10:11:41.118 llm-serve INFO request path=/v1/threads/thread_7QpK/runs/run_Ba91 input_tokens=1820
10:11:41.119 llm-serve INFO request path=/v1/threads/thread_7QpK/runs/run_Ba91 input_tokens=1820
10:11:43.901 coordinator INFO run_status thread_7QpK/run_Ba91 = requires_action step=step_3 tool_calls=[call_X1]

Artifact 4 — Metric snapshot (system-level behavior)

10:10–10:20 UTC
- tool_gw.http_5xx_rate: 0.2% (baseline 0.2%)
- tool_gw.p95_latency_ms: 910 (baseline 880)
- submitter.submit_tool_outputs.success: 99.8% (baseline 99.9%)
- submitter.dedup.miss_rate: 7.4% (baseline 1.1%)
- llm_serve.replica_restarts: 6 (baseline 0–1)

Observed Signals

  • Duplicate downstream records (tickets/emails) share near-identical payloads and occur within seconds of each other for the same conversation.
  • The orchestrator’s run history for affected conversations shows a single logical tool step, while external systems show two successful creates.
  • A short-lived spike in LLM serving replica restarts overlaps with the time window of duplicate side effects.
  • The tool gateway does not show elevated error rates, but the submission handler’s dedup “MISS” rate increases during the incident window.
  • Some affected runs show repeated requires_action polling results for the same step_id and tool call list, with no obvious user re-submission.
  • A subset of tool invocations show a timeout warning in the orchestrator logs, followed by a second invocation with the same arguments shortly after.

Constraints

  • Customer impact is high: duplicate side effects (emails/tickets/refunds) require manual cleanup and can violate support SLAs.
  • Privacy constraints: full tool payloads and message content are not consistently logged; investigation relies on hashes, IDs, and metadata.
  • The system must maintain throughput; adding heavy synchronous locking in the hot path is discouraged.
  • The coordinator and submission handler are horizontally scaled; any fix must work correctly under concurrency and partial failures.
  • Changes should be deployable with minimal downtime; the team prefers incremental mitigations over a full redesign.

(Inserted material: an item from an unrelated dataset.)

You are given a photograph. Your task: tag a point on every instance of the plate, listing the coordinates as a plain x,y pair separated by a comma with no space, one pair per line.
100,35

Your Role & What Happens Next

You’re stepping in as an engineer responsible for the reliability of the Assistant Thread/Run Coordinator and the Tool Output Submission Handler, with a focus on correctness around requires_action and tool-output submission.

In the evaluation, you’ll be asked to reason through the run/tool lifecycle, interpret the provided artifacts, identify what additional telemetry you’d want, and propose pragmatic changes (code, configuration, and/or operational safeguards) that reduce the chance of duplicate side effects while keeping the system performant and maintainable.